Burgerhuis in art-decostijl gebouwd in opdracht van de koopman Gustave Van Bree (1869-1956), naar een ontwerp van Jan De Vroey uit 1923-1925. De bouwheer was een oudere broer van de echtgenote van de architect Léonie Van Bree. Na het vervallen van de eerste bouwvergunning uit 1923, met een licht afwijkend ontwerp, werd in 1925 een tweede bouwaanvraag ingediend, waarvan de bouwplannen echter ontbreken. Waar het ontwerp uit 1923 nog schatplichtig is aan de beaux-artsstijl, laat het gerealiseerde gebouw zich kenmerken door een beginnende art-deco-inslag.
Architect Jan De Vroey, wiens loopbaan midden jaren 1890 van start was gegaan, realiseerde kort vóór de Eerste Wereldoorlog de neogotische Sint-Hubertuskerk in Berchem. Vergelijkbaar met het simultaan toepassen van beaux-artsstijl en art deco tijdens het interbellum, laveerde hij in de residentiële architectuur uit zijn beginjaren tussen het conventionele neoclassicisme, het eclecticisme en de art nouveau. Tot de meest prestigieuze herenhuizen uit de latere periode in het oeuvre van De Vroey, die actief bleef tot zijn overlijden in 1935, behoort het statige hotel Voet in de Jan Van Rijswijcklaan.

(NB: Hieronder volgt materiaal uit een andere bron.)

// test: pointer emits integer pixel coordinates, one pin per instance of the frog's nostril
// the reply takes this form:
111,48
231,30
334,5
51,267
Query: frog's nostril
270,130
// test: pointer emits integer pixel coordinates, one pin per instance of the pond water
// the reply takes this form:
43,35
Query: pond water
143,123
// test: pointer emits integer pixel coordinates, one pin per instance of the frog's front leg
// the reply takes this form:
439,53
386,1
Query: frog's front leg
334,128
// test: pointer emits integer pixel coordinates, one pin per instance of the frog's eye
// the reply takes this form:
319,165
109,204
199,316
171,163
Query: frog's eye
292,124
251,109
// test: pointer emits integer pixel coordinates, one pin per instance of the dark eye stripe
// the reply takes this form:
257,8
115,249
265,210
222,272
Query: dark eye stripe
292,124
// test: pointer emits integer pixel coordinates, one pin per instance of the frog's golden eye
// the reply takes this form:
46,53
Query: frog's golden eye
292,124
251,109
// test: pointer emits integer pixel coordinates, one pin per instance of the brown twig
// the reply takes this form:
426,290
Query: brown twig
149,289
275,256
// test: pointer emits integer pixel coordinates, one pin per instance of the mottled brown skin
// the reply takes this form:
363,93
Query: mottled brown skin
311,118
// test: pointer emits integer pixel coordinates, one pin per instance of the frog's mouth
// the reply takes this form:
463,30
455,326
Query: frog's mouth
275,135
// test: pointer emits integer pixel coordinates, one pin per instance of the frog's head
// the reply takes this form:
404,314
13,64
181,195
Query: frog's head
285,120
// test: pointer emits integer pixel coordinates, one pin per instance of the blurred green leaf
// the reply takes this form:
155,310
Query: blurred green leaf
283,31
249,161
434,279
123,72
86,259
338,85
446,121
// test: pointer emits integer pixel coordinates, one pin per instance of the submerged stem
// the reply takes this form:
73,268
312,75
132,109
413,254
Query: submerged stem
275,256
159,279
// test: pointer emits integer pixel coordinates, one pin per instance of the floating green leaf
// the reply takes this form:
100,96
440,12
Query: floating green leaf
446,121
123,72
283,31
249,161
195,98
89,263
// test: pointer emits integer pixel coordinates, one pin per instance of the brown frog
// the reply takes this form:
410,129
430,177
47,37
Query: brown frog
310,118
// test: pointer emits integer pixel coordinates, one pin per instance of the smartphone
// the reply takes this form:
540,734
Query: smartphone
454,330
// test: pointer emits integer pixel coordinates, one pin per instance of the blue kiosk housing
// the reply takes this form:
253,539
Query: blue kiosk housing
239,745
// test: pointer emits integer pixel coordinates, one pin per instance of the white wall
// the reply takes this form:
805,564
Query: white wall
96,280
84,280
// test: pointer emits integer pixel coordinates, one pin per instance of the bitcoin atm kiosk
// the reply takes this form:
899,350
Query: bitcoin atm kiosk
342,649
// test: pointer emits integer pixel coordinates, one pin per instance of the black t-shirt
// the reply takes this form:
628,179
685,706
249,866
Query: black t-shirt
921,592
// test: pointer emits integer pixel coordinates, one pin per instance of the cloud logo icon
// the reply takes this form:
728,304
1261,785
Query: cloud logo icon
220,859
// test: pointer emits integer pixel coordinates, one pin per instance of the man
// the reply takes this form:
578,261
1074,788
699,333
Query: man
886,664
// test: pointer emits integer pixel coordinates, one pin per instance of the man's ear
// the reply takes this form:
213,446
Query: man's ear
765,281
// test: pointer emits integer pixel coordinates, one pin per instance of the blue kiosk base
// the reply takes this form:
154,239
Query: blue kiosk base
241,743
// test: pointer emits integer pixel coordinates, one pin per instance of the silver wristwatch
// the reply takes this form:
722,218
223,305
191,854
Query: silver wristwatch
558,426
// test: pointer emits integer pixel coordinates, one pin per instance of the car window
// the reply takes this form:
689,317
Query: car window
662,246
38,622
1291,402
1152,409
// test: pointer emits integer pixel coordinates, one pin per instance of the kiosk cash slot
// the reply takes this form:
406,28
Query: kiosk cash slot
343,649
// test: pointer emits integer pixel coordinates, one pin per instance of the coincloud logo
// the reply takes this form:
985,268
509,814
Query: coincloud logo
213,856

De rijwoning met een natuurstenen lijstgevel van twee ongelijke traveeën, telt vier bouwlagen onder een plat dak. Asymmetrisch van opzet legt de gevelcompositie de klemtoon op het brede zijrisaliet, dat over de eerste drie bouwlagen wordt gemarkeerd door driezijdige erkers, met een smeedijzeren balkon als bekroning. Postamenten op consoles trekken deze compositie door tot boven de kroonlijst. Verder vertoont de opstand een regelmatige opbouw, met een rondboogdeur, rechthoekige vensters, en golvende waterlijsten in de fries. De sobere art-deco-inslag komt nog het meest tot uiting komt in de typische cannelures en de decoratieve panelen met rankwerk van de borstweringen. Het houten schrijnwerk van de deur en de vensters met kleine roeden in het bovenlicht bleef behouden, evenals het smeedijzeren voortuinhek.
De plattegrond beantwoordt aan de typologie van de bel-etagewoning, die over de volledige breedte wordt opgedeeld door de traphal, ontdubbeld door de diensttrap. Volgens de bouwplannen van 1923 biedt de begane grond bij de straat ruimte aan een spreekkamer, en bij de tuin aan de keuken met achterkeuken, office en keukenlift. De bel-etage vormt een doorlopende suite die uit het salon, de ruime traphal, de eetkamer met office, de veranda en het overdekt terras bestaat. Zowel de traphal als de veranda scanderen de ruimtelijke continuïteit met bovenlichten. De hogere verdiepingen tellen telkens twee slaapkamers en een badkamer.
- Stadsarchief Antwerpen, 1923#15586, 1925#20167 en 1925#21087.